Лоренцу послѣдніе опыты мужа интересовали больше всего, и, хотя она была на десять лѣтъ моложе Каліостро, она часто просила его послѣ ежемѣсячнаго двухдневнаго затворничества передать и ей часть живительной силы.

Графъ, улыбаясь, сжималъ ей голову обѣими руками, потомъ проводилъ ладонями по ея лицу, шеѣ, плечамъ и груди, увѣряя, что ей еще рано прибѣгать къ чудеснымъ средствамъ. Лоренца чувствовала нѣкоторую теплоту и словно уколы въ крови отъ прикосновеній мужа, но для вѣрности бѣлилась, притиралась и румянилась напропалую. Впрочемъ, маленькая, съ занятной мордочкой, веселыми ужимками, она и теперь похожа была на дѣвочку.

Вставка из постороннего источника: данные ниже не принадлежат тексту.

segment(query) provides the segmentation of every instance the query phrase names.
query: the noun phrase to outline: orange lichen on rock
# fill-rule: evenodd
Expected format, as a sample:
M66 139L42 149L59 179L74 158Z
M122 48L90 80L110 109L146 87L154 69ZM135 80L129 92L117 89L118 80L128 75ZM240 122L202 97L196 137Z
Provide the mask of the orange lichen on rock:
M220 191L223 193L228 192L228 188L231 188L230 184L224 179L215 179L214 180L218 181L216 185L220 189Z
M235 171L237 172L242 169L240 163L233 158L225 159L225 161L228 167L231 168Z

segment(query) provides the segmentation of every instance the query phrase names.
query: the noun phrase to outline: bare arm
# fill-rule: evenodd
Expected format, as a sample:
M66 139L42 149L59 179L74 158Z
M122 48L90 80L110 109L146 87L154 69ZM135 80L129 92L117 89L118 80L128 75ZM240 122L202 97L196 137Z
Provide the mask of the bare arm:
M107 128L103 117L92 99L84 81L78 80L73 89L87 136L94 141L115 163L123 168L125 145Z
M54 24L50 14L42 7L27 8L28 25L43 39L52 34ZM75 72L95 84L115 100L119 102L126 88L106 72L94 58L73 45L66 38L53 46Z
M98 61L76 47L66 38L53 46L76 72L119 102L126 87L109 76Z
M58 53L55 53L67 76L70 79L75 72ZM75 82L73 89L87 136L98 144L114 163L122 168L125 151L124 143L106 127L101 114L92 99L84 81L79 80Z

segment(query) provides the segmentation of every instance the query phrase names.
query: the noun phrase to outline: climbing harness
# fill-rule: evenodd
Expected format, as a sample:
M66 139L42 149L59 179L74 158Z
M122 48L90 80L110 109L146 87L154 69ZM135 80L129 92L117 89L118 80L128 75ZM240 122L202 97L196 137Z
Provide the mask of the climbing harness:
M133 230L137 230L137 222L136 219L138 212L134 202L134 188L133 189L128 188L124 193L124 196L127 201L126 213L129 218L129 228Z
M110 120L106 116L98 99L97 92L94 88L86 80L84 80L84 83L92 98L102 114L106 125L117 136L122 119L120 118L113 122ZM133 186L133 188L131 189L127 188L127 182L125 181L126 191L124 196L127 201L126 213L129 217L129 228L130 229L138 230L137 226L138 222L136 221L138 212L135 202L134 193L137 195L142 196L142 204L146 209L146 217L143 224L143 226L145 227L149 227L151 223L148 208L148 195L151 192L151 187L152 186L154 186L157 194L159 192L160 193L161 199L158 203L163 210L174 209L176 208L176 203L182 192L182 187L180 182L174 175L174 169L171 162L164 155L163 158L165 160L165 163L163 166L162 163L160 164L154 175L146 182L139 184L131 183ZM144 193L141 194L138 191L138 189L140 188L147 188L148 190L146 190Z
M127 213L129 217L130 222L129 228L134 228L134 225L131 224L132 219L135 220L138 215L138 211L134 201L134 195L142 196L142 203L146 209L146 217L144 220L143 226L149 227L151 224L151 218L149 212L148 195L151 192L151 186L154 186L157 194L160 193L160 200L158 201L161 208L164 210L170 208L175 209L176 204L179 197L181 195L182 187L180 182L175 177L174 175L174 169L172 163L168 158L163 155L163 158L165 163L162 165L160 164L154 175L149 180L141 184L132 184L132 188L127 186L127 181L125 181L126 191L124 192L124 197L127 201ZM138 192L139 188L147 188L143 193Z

Лоренца была не совсѣмъ довольна жизнью въ Лондонѣ, она совсѣмъ не такъ себѣ ее представляла въ своихъ мечтахъ. Согдаситесь сами, довольно скучно живой молодой женщинѣ сидѣть цѣлыми днями въ маленькомъ домикѣ и, надѣвши наряды, смотрѣть на капустныя гряды, межъ тѣмъ какъ мужъ все-время проводитъ въ дабораторіи или ходитъ по масонскимъ собраніямъ, оставляя ее безъ вниманія. Дѣлу помогла миссъ Жульета, хозяйка дома. Видя, что пріѣзжіе достаточно богаты, и что Ло-ренца скучаетъ и, можетъ-быть, желая пристроить своихъ знакомыхъ, она предложила Каліостро взять себѣ секретаряи компаньонку супругѣ. У миссъ Жульеты какъ-разъ была въ виду подходящая пара г-жа Блевари и синьоръ Вителлини. Первая была разорившейся португалкой, второй — проигравшимся любителемъ химіи.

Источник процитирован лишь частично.